SAR responded Saturday night to a pair of hunters missing in the Olson Creek area, east of the Bridger Mountains. The hunters lost their way during a snow storm and searchers spent the night attempting to locate the pair who were not prepared to make a fire or spend the night outdoors. To keep warm, the hunters kept walking throughout the night. They traveled north and ended up in the Skunk Creek area Sunday morning. Other than being cold and wet, they were not injured.

Late Sunday morning a party of three skiing in the Hollywood Basin area between Fairy Lake and Frasier Lake, in the northern Bridgers, were caught in an avalanche.

The avalanche was triggered near the ridgeline as they were skinning uphill, according to the Gallatin National Forest Avalanche Center.

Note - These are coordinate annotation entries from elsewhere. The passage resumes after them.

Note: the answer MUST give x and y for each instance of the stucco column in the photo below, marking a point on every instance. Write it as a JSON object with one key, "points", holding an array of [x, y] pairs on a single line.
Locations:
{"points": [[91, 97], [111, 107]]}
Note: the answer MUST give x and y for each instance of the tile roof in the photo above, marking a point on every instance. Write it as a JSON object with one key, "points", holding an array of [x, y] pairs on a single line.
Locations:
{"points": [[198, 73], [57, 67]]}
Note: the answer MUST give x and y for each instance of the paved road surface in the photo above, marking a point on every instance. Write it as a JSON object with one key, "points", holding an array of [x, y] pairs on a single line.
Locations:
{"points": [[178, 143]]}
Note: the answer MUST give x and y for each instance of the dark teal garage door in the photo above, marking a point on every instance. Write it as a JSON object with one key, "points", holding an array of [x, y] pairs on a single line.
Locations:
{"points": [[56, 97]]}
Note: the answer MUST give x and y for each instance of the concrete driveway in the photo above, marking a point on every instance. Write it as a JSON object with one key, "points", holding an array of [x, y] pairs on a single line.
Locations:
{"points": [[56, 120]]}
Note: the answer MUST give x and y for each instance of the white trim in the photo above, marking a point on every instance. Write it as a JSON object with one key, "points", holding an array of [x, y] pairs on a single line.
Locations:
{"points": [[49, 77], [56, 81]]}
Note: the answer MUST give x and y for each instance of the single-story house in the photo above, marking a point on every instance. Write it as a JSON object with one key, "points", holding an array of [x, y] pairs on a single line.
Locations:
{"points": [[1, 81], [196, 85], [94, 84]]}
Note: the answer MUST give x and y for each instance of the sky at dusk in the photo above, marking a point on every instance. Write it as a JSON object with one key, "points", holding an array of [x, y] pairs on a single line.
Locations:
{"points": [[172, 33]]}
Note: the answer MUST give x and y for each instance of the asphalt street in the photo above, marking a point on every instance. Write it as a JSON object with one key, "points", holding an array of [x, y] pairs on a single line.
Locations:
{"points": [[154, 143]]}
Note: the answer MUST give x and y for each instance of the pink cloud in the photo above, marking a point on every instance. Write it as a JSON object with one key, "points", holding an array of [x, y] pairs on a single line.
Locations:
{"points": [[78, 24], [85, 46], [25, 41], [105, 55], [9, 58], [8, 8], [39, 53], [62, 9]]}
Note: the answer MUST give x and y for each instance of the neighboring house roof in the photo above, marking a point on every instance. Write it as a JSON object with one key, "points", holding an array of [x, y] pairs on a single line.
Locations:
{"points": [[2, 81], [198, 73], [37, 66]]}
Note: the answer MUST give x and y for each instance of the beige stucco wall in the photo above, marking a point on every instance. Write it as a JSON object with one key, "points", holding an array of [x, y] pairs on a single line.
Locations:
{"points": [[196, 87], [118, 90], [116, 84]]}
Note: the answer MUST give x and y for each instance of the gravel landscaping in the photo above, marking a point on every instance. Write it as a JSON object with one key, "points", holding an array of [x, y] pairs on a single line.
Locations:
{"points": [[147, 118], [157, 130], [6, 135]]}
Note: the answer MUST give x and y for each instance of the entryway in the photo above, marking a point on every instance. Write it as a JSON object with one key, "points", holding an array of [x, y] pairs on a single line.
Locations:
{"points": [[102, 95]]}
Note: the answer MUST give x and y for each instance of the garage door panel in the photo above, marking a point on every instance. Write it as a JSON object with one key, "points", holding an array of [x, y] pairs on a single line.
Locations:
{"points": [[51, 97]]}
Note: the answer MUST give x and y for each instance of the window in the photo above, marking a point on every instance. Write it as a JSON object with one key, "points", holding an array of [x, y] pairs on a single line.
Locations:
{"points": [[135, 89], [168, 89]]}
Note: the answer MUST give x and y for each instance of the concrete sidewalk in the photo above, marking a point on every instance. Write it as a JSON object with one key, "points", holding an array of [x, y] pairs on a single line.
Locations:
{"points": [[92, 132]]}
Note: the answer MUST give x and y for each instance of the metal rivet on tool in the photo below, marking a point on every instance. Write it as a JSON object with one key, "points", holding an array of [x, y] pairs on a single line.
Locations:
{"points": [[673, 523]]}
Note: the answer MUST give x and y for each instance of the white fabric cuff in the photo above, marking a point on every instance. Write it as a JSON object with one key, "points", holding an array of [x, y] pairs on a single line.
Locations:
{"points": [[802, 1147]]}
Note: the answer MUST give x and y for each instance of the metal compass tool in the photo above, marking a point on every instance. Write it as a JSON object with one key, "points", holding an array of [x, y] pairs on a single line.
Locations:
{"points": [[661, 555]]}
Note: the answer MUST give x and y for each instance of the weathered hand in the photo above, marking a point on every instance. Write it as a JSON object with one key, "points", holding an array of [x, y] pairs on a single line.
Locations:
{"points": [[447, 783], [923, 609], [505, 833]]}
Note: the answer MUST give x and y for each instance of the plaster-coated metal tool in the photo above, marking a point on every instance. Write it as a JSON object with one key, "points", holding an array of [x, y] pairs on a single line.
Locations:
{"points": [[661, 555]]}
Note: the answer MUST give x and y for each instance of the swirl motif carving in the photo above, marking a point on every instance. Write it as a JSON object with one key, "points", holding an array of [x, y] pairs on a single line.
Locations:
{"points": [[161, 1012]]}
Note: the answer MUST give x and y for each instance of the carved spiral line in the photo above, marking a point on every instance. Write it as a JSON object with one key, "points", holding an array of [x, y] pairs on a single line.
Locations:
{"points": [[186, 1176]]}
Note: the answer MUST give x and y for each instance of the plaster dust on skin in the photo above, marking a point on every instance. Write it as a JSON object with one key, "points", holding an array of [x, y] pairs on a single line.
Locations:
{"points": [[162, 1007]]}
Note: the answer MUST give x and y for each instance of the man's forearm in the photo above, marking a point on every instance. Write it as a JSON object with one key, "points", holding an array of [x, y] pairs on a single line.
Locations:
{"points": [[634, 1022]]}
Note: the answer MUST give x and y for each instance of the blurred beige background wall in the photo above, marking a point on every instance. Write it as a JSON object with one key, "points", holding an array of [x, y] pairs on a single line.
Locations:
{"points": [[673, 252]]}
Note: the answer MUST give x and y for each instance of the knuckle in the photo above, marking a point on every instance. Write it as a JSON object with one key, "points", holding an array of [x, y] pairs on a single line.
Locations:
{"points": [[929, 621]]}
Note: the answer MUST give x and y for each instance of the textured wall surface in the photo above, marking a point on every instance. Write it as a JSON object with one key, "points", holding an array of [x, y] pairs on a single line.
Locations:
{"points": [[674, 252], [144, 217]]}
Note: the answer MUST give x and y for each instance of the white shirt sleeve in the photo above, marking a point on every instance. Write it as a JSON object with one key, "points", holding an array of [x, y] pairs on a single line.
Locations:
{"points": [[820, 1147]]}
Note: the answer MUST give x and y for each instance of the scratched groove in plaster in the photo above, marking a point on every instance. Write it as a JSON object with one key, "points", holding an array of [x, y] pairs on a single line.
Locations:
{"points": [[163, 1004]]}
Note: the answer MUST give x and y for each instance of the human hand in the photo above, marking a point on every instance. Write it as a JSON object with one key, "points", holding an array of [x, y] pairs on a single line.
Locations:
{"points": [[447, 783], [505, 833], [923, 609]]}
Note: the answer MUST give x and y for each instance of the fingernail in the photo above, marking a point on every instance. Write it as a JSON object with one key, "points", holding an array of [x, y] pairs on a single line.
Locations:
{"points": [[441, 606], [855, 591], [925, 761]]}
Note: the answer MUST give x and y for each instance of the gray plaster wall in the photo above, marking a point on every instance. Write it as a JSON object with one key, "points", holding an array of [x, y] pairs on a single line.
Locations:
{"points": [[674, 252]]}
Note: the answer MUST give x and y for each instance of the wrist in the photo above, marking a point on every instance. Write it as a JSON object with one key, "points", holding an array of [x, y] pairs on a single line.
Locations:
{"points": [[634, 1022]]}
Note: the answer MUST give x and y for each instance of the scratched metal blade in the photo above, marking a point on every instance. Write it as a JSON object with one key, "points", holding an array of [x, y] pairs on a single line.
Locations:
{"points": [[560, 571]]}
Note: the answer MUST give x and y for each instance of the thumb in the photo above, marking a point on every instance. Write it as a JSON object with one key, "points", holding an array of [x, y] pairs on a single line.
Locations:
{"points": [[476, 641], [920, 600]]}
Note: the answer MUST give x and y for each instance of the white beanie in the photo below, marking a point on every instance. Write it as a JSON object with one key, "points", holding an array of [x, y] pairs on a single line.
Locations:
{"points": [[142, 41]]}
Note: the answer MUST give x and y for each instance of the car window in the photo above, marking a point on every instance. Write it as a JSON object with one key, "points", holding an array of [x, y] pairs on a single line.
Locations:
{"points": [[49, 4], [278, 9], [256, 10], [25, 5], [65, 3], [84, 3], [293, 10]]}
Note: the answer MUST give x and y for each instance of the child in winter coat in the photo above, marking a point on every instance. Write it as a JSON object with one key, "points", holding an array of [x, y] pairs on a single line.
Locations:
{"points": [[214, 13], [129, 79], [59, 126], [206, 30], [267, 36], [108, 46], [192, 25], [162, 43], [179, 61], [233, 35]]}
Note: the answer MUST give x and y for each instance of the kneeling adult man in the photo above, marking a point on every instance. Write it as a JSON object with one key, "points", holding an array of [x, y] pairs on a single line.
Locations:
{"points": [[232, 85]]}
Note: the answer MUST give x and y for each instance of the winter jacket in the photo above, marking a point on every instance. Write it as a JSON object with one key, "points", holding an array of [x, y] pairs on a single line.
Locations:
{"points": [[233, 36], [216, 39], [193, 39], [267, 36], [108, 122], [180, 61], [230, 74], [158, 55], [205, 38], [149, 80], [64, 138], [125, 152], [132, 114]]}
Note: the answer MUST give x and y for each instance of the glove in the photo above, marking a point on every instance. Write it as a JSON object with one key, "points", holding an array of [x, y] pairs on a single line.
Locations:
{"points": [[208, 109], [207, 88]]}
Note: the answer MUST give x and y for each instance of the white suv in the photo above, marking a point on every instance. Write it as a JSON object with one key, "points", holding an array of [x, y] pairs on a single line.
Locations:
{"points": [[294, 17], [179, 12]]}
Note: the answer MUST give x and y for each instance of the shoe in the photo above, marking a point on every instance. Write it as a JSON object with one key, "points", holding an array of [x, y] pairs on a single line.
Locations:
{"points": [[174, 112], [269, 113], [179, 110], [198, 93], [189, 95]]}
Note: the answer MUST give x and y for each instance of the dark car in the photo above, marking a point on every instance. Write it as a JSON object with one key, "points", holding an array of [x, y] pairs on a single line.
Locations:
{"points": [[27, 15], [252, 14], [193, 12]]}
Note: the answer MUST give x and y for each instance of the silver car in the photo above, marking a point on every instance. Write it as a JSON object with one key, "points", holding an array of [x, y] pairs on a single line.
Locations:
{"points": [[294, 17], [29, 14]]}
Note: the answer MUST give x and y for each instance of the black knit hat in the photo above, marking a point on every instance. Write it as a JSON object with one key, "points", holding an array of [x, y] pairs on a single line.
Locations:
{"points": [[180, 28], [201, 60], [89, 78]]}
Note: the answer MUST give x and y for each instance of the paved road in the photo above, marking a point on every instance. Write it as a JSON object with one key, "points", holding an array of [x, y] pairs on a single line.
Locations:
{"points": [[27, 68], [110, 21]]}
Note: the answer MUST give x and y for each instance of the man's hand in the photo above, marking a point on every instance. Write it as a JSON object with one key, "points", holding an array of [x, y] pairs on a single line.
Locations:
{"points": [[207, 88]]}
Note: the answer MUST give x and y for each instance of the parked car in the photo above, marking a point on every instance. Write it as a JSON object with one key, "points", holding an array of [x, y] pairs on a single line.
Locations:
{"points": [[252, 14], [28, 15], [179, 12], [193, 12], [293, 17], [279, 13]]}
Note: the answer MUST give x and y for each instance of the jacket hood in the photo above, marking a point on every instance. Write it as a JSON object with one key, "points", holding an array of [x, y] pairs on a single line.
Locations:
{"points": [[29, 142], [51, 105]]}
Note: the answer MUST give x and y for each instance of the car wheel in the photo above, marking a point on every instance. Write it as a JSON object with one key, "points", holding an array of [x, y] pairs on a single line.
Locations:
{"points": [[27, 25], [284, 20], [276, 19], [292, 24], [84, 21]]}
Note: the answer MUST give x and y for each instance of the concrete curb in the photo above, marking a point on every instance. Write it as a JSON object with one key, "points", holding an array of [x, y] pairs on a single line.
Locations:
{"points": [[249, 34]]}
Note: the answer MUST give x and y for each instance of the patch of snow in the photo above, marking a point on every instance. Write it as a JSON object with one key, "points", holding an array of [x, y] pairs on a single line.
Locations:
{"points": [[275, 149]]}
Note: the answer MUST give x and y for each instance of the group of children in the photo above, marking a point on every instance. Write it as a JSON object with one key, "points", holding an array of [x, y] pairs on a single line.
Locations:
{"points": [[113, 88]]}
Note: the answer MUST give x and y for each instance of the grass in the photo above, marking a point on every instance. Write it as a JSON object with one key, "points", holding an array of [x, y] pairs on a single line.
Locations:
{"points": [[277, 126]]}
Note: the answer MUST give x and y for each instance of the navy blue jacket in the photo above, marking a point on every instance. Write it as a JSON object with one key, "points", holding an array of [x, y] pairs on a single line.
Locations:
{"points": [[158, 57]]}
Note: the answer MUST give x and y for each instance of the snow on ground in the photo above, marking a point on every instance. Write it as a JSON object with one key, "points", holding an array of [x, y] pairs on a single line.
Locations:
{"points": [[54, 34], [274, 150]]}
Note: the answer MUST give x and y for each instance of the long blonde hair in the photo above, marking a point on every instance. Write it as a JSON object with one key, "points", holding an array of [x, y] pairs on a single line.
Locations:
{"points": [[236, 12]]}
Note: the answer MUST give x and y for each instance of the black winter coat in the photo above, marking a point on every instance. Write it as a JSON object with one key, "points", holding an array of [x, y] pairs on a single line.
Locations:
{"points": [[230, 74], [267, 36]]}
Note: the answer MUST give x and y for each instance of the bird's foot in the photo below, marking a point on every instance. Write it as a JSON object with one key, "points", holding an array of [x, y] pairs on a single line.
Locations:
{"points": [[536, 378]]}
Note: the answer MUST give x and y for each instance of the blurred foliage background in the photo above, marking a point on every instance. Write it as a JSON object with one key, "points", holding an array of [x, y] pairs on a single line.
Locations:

The skiers felt the slope collapse with a “whumph” and saw the slope fracture above them. All three were swept to the bottom, but not before beating them up on the rocky bed surface; they were buried to their chest or armpits. They were able to extricate themselves from the slide and discovered that one of the skiers had suffered a hip injury that made it unable for him to walk out.

Twenty SAR volunteers with snowmobiles, four-wheelers and skis deployed to the area and two rescue skiers were flown to the search area by Summit Air Ambulance. Just after 2 p.m. Sunday, SAR personnel got to the skiers and began patient care. The 53-year old male was found to have injuries to a hip and a knee.

“This accident reinforces the behavior of only traveling one at a time in avalanche terrain and carrying rescue gear,” wrote GNFAC Director Doug Chabot. The center’s forecasters are headed to the avalanche this morning to investigate the snowpack.

“This is all about good outcomes,” said Gallatin County Sheriff Brian Gootkin. “Despite the fact that our SAR personnel basically worked back-to-back calls and were up all night, the hunters and the skiers made it home.”
Sheriff Gootkin says there are a couple of important safety messages that come out of these incidents: for hunters, as we get into the winter season in southwest Montana, anyone spending time in the back-country needs extra clothing, extra food, and a way to make fire. Also, a fully charged cell phone is essential along with a GPS.
If you do get turned around in the backcountry, stay put and make a fire. It will keep you warm and will make you visible to the searchers.

As for the skiers, they knew where they were, and they had good communication. SAR personnel got to them within a few hours.

“Look at the contrast,” said Sheriff Gootkin. “It took SAR personnel most of the night to find the hunters…in the case of the skiers, we got resources to them in a matter of hours. Good preparation ahead of time can help us get to you quickly.”